Certo, nei paesi anglosassoni, la scelta di strategie risolutive dei conflitti sociali, diverse dal processo ordinario, sono, come detto, più improntate a scopi pragmatici che educativi, ma non si vede perché, mantenendo una preoccupazione rieducativa, non si debba optare per soluzioni meno costose per la collettività e più efficaci in termini di recupero effettivo.

In Italia, a dire il vero, già esistono istituti affini a quelli sopraindicati, come l’affidamento in prova ai servizi sociali (sia ordinario che terapeutico) e in genere le misure alternative al carcere, la messa alla prova per i minori, i lavori socialmente utili, la mediazione penale. Si tratta di istituti relativamente recenti, poco conosciuti dalla collettività e che andrebbero invece rafforzati e sostenuti con interventi anche del privato sociale allo scopo di attuarne pienamente la finalità rieducativa impedendo, così, che si riducano a meri meccanismi assistenziali o pseudo-contrattuali.
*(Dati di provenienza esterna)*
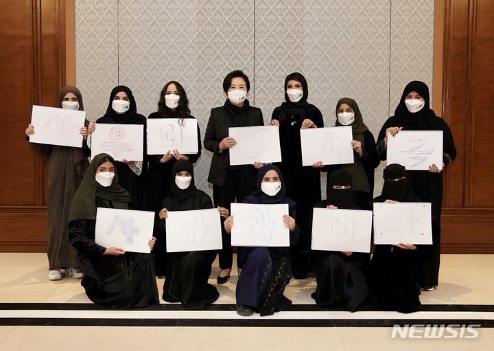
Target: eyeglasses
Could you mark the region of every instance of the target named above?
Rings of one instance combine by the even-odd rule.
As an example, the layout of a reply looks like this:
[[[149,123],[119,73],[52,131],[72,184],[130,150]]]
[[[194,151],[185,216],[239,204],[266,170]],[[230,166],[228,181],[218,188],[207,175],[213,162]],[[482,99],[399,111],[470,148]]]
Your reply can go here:
[[[344,112],[349,112],[351,113],[352,112],[353,112],[353,109],[351,109],[349,107],[348,109],[346,109],[346,110],[344,110],[343,109],[340,109],[336,112],[338,112],[338,113],[343,113]]]

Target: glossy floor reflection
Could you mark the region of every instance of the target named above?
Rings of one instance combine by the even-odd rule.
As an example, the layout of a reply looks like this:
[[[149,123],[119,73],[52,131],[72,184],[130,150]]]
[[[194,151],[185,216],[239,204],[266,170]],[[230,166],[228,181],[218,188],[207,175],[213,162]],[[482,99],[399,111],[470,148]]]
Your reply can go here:
[[[422,293],[427,306],[420,313],[322,309],[310,297],[316,283],[309,277],[287,287],[294,303],[290,310],[245,318],[235,311],[235,267],[229,281],[217,286],[220,297],[209,310],[183,310],[163,301],[147,310],[114,310],[93,304],[80,280],[49,281],[45,254],[0,253],[0,350],[492,350],[494,255],[441,259],[439,287]],[[215,262],[211,284],[218,272]],[[163,281],[157,280],[160,291]],[[447,321],[458,325],[458,334],[392,339],[397,321],[401,326]],[[478,337],[460,337],[461,326],[475,323],[482,325],[475,327]],[[423,335],[419,328],[412,335]]]

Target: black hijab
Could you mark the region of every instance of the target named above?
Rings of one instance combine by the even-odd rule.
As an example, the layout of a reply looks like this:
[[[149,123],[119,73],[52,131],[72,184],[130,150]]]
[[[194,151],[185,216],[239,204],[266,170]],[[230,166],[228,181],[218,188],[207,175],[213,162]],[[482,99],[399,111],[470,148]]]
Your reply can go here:
[[[416,91],[425,100],[425,106],[419,112],[410,112],[405,103],[405,98],[411,91]],[[398,126],[403,126],[406,131],[440,131],[440,125],[436,117],[436,113],[430,109],[430,97],[427,84],[419,80],[408,83],[395,110],[395,119]]]
[[[303,89],[303,95],[300,101],[297,102],[292,102],[288,98],[288,94],[286,92],[286,86],[288,84],[288,81],[290,80],[294,80],[299,81],[302,84],[302,89]],[[290,73],[285,78],[285,85],[283,86],[283,91],[285,91],[285,102],[281,104],[281,109],[283,111],[288,114],[296,115],[300,115],[305,112],[308,109],[315,109],[316,106],[313,104],[309,104],[307,102],[307,98],[309,97],[309,87],[307,86],[307,80],[302,73],[298,72],[293,72]]]
[[[418,92],[418,91],[417,91]],[[404,177],[399,181],[391,181]],[[384,185],[381,193],[381,201],[393,200],[399,202],[418,202],[420,199],[413,192],[412,185],[408,181],[405,167],[397,163],[388,165],[383,172]]]
[[[129,98],[129,102],[130,102],[128,111],[126,111],[122,114],[117,113],[112,108],[113,98],[121,91],[124,91],[127,94]],[[106,113],[103,117],[98,120],[98,122],[118,123],[121,124],[145,124],[145,117],[143,115],[137,113],[137,106],[136,105],[135,98],[132,95],[132,91],[125,85],[119,85],[112,90],[110,94],[108,106],[106,108]]]
[[[354,210],[353,190],[350,189],[333,189],[333,185],[352,185],[351,175],[345,170],[336,170],[333,171],[328,179],[328,188],[326,191],[327,205],[333,205],[338,208],[344,210]]]
[[[261,190],[261,183],[262,183],[263,178],[264,178],[266,174],[270,170],[274,170],[278,173],[280,181],[281,182],[281,188],[280,189],[280,191],[279,191],[274,196],[270,196]],[[259,172],[257,172],[257,183],[256,186],[257,190],[246,198],[246,200],[250,203],[287,203],[290,210],[294,209],[296,206],[294,201],[285,196],[286,188],[285,187],[283,174],[281,174],[281,171],[279,168],[274,165],[266,165],[259,170]]]
[[[192,179],[191,180],[191,183],[189,187],[183,190],[178,188],[176,183],[175,183],[175,177],[177,173],[184,170],[190,173]],[[170,190],[169,197],[179,197],[180,200],[185,200],[192,197],[201,196],[205,194],[203,191],[199,190],[197,188],[196,188],[193,176],[193,166],[192,166],[192,163],[191,163],[189,161],[184,159],[178,161],[174,165],[172,173],[173,181],[172,182],[172,190]]]
[[[113,158],[108,154],[95,156],[81,181],[80,185],[72,199],[69,212],[69,221],[77,219],[96,219],[96,198],[112,202],[114,208],[128,209],[130,195],[118,183],[118,175],[115,173],[110,186],[104,187],[96,181],[96,171],[107,159],[115,165]],[[116,171],[116,167],[115,167]]]

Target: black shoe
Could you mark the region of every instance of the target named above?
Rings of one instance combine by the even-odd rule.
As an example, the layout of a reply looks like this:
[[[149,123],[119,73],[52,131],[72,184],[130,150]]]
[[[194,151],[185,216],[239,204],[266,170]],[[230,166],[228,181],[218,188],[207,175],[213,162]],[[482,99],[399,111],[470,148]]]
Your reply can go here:
[[[252,307],[237,304],[237,314],[242,317],[251,316],[252,314]]]

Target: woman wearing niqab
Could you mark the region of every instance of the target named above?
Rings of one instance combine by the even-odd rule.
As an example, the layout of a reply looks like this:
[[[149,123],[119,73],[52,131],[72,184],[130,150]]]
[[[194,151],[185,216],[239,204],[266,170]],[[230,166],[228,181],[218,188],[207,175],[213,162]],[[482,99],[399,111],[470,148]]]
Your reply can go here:
[[[411,93],[414,93],[412,96]],[[423,101],[415,105],[415,109],[406,100]],[[429,88],[423,82],[413,81],[407,84],[403,90],[400,102],[395,111],[395,115],[390,117],[381,128],[376,151],[381,159],[386,159],[388,131],[395,135],[402,128],[403,131],[443,131],[443,163],[447,166],[456,157],[456,148],[453,140],[451,129],[442,118],[438,117],[430,109]],[[419,101],[419,102],[420,102]],[[418,111],[416,111],[419,109]],[[411,111],[414,111],[412,112]],[[440,233],[440,215],[443,208],[443,172],[436,165],[431,165],[429,170],[408,170],[408,177],[414,192],[424,202],[432,203],[432,218]],[[430,291],[438,285],[439,264],[440,260],[440,236],[437,235],[430,256],[427,258],[423,271],[421,273],[420,286],[422,290]]]

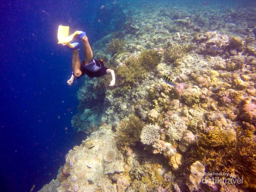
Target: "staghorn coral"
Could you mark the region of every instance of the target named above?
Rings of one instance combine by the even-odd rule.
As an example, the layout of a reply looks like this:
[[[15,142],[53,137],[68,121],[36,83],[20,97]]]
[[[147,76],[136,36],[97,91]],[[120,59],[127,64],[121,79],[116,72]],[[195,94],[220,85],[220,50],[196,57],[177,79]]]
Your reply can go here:
[[[148,164],[134,169],[132,175],[135,179],[131,184],[132,191],[150,191],[162,183],[163,178],[158,171],[158,165]]]
[[[147,125],[143,129],[140,135],[140,141],[143,144],[150,145],[160,139],[160,128],[156,125]]]
[[[232,135],[231,134],[231,135]],[[243,177],[245,187],[256,189],[256,143],[252,132],[237,129],[236,138],[225,132],[213,130],[200,133],[192,159],[201,160],[212,172],[226,172]]]
[[[122,66],[117,70],[117,82],[119,85],[131,88],[131,86],[143,79],[145,69],[141,66],[134,55],[130,56]]]
[[[134,115],[121,121],[115,137],[119,149],[124,151],[129,146],[134,146],[140,140],[140,133],[145,124]]]
[[[153,49],[143,50],[139,57],[141,66],[147,71],[154,70],[160,63],[160,60],[157,52]]]
[[[193,48],[192,44],[184,46],[180,46],[177,44],[171,45],[163,54],[164,59],[168,63],[172,63],[175,60],[182,58],[186,54]]]

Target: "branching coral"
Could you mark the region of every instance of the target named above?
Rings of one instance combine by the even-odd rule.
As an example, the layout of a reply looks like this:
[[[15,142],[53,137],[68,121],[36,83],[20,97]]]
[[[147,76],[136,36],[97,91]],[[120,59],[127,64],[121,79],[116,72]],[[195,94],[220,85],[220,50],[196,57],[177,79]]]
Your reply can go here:
[[[133,175],[136,179],[131,184],[136,191],[150,191],[154,187],[161,184],[163,180],[163,176],[157,170],[157,165],[147,165],[136,168]]]
[[[150,145],[160,139],[160,128],[156,125],[148,125],[142,129],[140,139],[141,142],[146,145]]]
[[[174,114],[170,117],[166,133],[169,140],[174,142],[175,140],[181,140],[186,129],[187,126],[185,121],[178,115]]]
[[[108,46],[108,50],[112,54],[112,55],[116,53],[121,52],[124,50],[124,47],[125,44],[124,40],[120,39],[114,39],[111,42]]]
[[[164,59],[167,63],[172,63],[176,60],[184,57],[187,52],[192,49],[193,47],[192,44],[184,46],[178,44],[172,45],[165,51]]]
[[[107,151],[104,157],[104,160],[107,162],[113,161],[116,157],[116,152],[112,149],[111,149]]]
[[[218,129],[207,135],[201,133],[192,156],[209,166],[210,171],[242,177],[244,186],[255,190],[256,143],[251,132],[240,128],[237,132],[236,139],[232,141],[224,131]]]
[[[117,82],[119,85],[130,87],[136,82],[143,79],[145,69],[142,67],[137,58],[130,56],[122,67],[117,69]]]
[[[117,128],[115,138],[119,150],[124,151],[129,146],[134,146],[140,140],[140,133],[145,124],[137,116],[130,115],[123,119]]]

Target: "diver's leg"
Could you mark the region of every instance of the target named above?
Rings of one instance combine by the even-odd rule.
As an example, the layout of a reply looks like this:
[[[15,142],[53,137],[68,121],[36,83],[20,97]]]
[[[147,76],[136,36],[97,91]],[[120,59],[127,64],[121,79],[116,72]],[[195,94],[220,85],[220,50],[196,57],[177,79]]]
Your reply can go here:
[[[80,70],[81,61],[79,58],[79,52],[78,49],[72,51],[72,69],[74,72],[74,76],[79,77],[82,74]]]
[[[90,45],[88,38],[86,35],[84,36],[81,39],[84,44],[84,64],[89,64],[93,58],[93,51]]]

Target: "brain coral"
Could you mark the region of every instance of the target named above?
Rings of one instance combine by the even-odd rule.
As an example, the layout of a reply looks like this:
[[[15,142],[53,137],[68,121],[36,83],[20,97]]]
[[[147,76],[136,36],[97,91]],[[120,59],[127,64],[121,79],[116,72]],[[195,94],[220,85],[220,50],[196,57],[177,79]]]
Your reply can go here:
[[[159,134],[160,128],[156,125],[147,125],[145,126],[141,131],[140,140],[146,145],[150,145],[160,139]]]
[[[113,161],[116,157],[116,152],[113,149],[109,150],[104,156],[104,160],[107,162]]]
[[[172,141],[181,140],[187,129],[186,122],[177,114],[171,116],[169,119],[166,133],[170,140]]]

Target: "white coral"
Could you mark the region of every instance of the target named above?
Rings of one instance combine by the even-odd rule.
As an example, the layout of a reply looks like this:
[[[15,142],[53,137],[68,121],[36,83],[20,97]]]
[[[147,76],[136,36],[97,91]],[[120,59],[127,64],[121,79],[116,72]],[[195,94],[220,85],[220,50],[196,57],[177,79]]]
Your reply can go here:
[[[104,157],[104,160],[107,162],[111,162],[113,161],[116,157],[116,152],[113,149],[111,149],[109,150]]]
[[[141,131],[140,140],[144,144],[150,145],[160,139],[160,128],[156,125],[148,125]]]
[[[170,140],[174,142],[180,140],[187,129],[186,122],[177,114],[174,114],[170,117],[167,134]]]

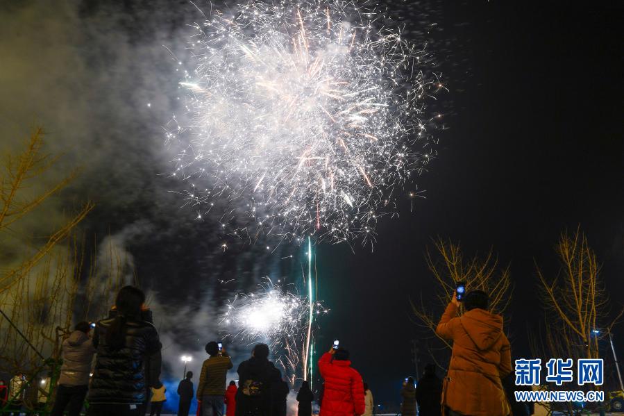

Tra il carcere, così come attualmente esistente, e le misure alternative potrebbero poi essere realizzati “carceri leggeri”, strutture detentive a “bassa sicurezza”, recuperando caserme o edifici pubblici dismessi, per soggetti non particolarmente pericolosi, gestite con accordi tra il settore pubblico e il privato sociale, senza presenza di personale di polizia penitenziaria all’interno, con la permanenza, per contro, di controlli solo al di fuori della cinta muraria, come nel sistema cd. “modulare” spagnolo.

Lo squilibrio, determinato dal sovraffollamento, può ancora trovare un più adeguato approccio risolutivo anche con il ricorso (come peraltro già avviene in Inghilterra) a forme di “partenariato pubblico-privato” - si pensi all’istituto del “project finance” - così come disciplinato dal D.Lvo 163/06 (e successive modifiche ed integrazioni).